It’s a no to collective bank bargaining on Apple Pay, says Australia’s antitrust regulator
Australian Competition and Consumer Commission (ACCC), the country’s antitrust regulator, is likely to deny four domestic banks permission to jointly bargain with Apple over Apple Pay, according to Reuters.
Earlier this year, Commonwealth Bank of Australia (CBA), National Australia Bank (NAB), Westpac, and Bendigo and Adelaide Bank requested the ACCC consent to collectively negotiate the commercial terms of Apple Pay.
Apple has the largest smartphone market share in Australia.
However, Apple’s response was that “allowing the banks to form a cartel to collectively dictate terms to new business models and services would set a troubling precedent and delay the introduction of new, potentially disruptive technologies”.

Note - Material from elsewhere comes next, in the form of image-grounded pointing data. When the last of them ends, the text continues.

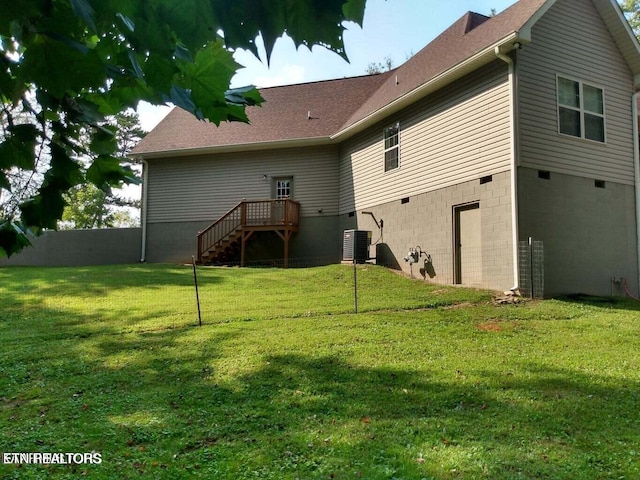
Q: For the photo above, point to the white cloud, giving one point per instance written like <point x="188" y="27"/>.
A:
<point x="285" y="76"/>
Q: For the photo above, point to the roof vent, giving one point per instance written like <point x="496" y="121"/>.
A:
<point x="473" y="20"/>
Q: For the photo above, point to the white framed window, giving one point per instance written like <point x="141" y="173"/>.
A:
<point x="282" y="188"/>
<point x="580" y="109"/>
<point x="392" y="147"/>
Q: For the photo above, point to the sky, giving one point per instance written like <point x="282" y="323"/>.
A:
<point x="394" y="29"/>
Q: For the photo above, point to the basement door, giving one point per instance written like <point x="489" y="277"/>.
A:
<point x="281" y="189"/>
<point x="468" y="245"/>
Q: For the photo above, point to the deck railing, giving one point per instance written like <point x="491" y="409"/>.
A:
<point x="249" y="215"/>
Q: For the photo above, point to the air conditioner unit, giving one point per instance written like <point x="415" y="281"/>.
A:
<point x="355" y="245"/>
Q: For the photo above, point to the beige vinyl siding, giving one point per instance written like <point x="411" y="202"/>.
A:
<point x="206" y="187"/>
<point x="455" y="135"/>
<point x="580" y="49"/>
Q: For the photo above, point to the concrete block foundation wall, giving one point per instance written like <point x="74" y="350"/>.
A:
<point x="588" y="231"/>
<point x="428" y="220"/>
<point x="80" y="248"/>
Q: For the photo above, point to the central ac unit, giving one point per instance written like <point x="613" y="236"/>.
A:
<point x="355" y="245"/>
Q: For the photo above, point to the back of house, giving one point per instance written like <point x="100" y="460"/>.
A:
<point x="502" y="155"/>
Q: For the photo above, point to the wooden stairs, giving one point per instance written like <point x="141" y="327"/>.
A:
<point x="220" y="242"/>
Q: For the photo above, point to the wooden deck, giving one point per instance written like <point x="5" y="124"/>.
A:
<point x="237" y="226"/>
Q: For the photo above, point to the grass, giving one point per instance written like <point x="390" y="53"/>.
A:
<point x="283" y="381"/>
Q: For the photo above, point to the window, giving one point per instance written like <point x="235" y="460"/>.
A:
<point x="392" y="147"/>
<point x="283" y="188"/>
<point x="580" y="110"/>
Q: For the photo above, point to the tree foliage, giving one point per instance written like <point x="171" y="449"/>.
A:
<point x="631" y="9"/>
<point x="65" y="65"/>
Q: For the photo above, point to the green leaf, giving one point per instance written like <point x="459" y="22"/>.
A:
<point x="12" y="239"/>
<point x="208" y="78"/>
<point x="18" y="150"/>
<point x="64" y="172"/>
<point x="83" y="9"/>
<point x="4" y="182"/>
<point x="44" y="210"/>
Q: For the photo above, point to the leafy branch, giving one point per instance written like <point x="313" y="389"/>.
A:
<point x="67" y="65"/>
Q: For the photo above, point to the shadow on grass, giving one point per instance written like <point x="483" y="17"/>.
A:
<point x="620" y="303"/>
<point x="162" y="404"/>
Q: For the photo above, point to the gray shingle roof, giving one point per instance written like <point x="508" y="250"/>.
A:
<point x="334" y="105"/>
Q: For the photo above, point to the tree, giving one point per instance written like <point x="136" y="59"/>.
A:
<point x="631" y="9"/>
<point x="65" y="65"/>
<point x="90" y="207"/>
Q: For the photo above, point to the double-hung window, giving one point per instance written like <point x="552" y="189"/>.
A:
<point x="392" y="147"/>
<point x="580" y="110"/>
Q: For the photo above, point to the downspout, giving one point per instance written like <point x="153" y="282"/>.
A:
<point x="143" y="212"/>
<point x="514" y="164"/>
<point x="636" y="168"/>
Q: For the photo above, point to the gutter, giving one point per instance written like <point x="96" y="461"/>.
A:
<point x="513" y="107"/>
<point x="143" y="211"/>
<point x="241" y="147"/>
<point x="636" y="168"/>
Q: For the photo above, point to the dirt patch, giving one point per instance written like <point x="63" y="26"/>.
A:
<point x="495" y="326"/>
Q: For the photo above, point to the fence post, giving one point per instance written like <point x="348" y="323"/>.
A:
<point x="195" y="281"/>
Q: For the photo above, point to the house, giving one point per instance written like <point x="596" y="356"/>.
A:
<point x="504" y="129"/>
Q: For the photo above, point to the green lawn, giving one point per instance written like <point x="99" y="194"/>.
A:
<point x="284" y="381"/>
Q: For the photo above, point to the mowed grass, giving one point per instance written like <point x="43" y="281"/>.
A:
<point x="284" y="381"/>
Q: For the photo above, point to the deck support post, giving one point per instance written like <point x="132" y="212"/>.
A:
<point x="245" y="235"/>
<point x="285" y="235"/>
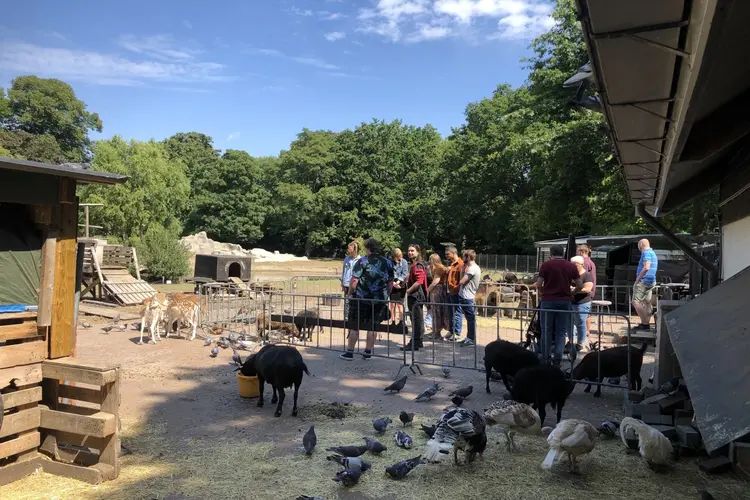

Rod Sims, chairman of ACCC, told Reuters that the preliminary decision in favour of Apple was “finely balanced”and could be reversed if the banks make a convincing case before a final opinion (which is due in March 2017).
Apple Pay has already made inroads into Australia with ANZ and American Express. Recently, it has struck a deal with Cuscal, a major payments provider to local credit unions and banks, to bring Apple Pay to its customers. The service will be available to nearly four million Australians that bank with 31 entities (which work with Cuscal).